Imagine Mark Zuckerberg was a Nigerian, living in Nigeria. He’d have attended Obafemi Awolowo University (OAU) where he’d have had the idea for Facebook (or Slumbook or whatever). Excited, he will develop a website and test it with a few of his roommates (and squatters). This is great! They will tell him. Emboldened by these comments, he will go on to expand the capabilities of the website to involve all the students of OAU. The popularity of the site will be so much that OAU’s archaic servers will shut down.
Enraged, the VC of OAU will call Mark and sharply reprimand him for ‘wasting precious time’ when he should have been studying. Then he will go on to recount how Great Ife (OAU) always produced First-Class students who could compete academically with their peers from all over the world (emphasis on academically). Mark will then be given a two-week suspension to cool his blood and serve as a lesson to other non-conforming students.
On his return from suspension, Mark will face a series of semester exams, a consequence of the just concluded NUT strike which has forced lecturers to rush their schedules. After his exams, the NUT embarks on another strike – this time, for six months. The strike will provide Mark with the time he needs to refine the website he has created. By this time, students from UNILAG and Covenant University would have started using the website which has been named The Facebook.
Seeing a future in The Facebook, Mark would decide that it’s not worth it going back to school. He has just read about Jason Njoku – the iRoko boy and Sim Shagaya – the e-commerce sage, and he is convinced that he can achieve something similar, if not better. So he decides to quit school and invest his time and energy in building The Facebook, which he believes ‘will be a service to the world’. And this is where his problems will begin.

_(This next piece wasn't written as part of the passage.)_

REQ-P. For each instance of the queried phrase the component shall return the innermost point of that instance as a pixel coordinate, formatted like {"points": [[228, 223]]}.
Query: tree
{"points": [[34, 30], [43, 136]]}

You see, Mark will have a hard time convincing his parents about his ambition. They won’t understand why anyone in his right mind would drop out of OAU when thousands of students were struggling to gain admission there. His enraged father will stop supporting him financially and Mark would have to leave home and stay with a much older friend. Away from the shelter of the university walls, Mark would experience the wrath of PHCN in full – constant power outage will interrupt his software development process so that he is only able to write a few lines of code every day. But Mark, a believer in his vision, will be more than willing to pay the price of petrol to fuel the china-made generator that powers his friend’s house – at the cost of at least N800 daily. This will be in addition to the N25,000 monthly to renew his 50GB subscription.
After 3 months of contending with erratic electricity supply and ridiculous internet fees (and speeds), Mark will finally complete his project, now renamed Facebook. The site has over 100,000 active users daily and doesn’t look like it’s going out of fashion soon. At this rate, it’s probably going to be the next Linda Ikeji or NairaLand. You’d think that should be a cause for rejoicing but Mark is broke. Stone-cold broke. He needs to do something fast. He will visit a certain hub for techies only to find out that it is overflowing with inventors looking for investors. Next, he will take his proposal to MTN, GTBank and Dangote to name a few – in hopes of attracting the much needed direct investment but no funding will come.
‘This website has the potential to be the next My Space or NairaLand’, Mark will tell the executives. But they won’t get it. Here’s why – it will take at least 3 years for the investors to see a sizeable return on their investments. That’s if they are lucky. Nobody waits that long in Nigeria. Other investors will be concerned that he’s a drop-out. He does not have a fancy degree – the likes of an MBA or a PhD or a GCFR.
A wonderful piece of invention that could literarily change the world and make its investors rich has just been brushed aside like it was a piece of groundnut wrapper. Elsewhere in the world, the US for example, investors would have latched on to this idea and would have been bidding in their millions. Here in Nigeria, Mark will be struggling to convince rich but blind people about the potential of Facebook.
At the end of it all, there will be only one option left for Mark Zuckerberg. He will have to swallow his pride and go back home to meet his father. And with that Facebook will die. Actually it will never have lived.
This is a true story. It is the story of most startups in Nigeria. Every day startups die and vibrant ideas perish in infancy… all because they do not receive the much needed funding that would have made a whole world of difference. Special thanks to the local investor who sees only short-term gain where there should be long-lasting institutions.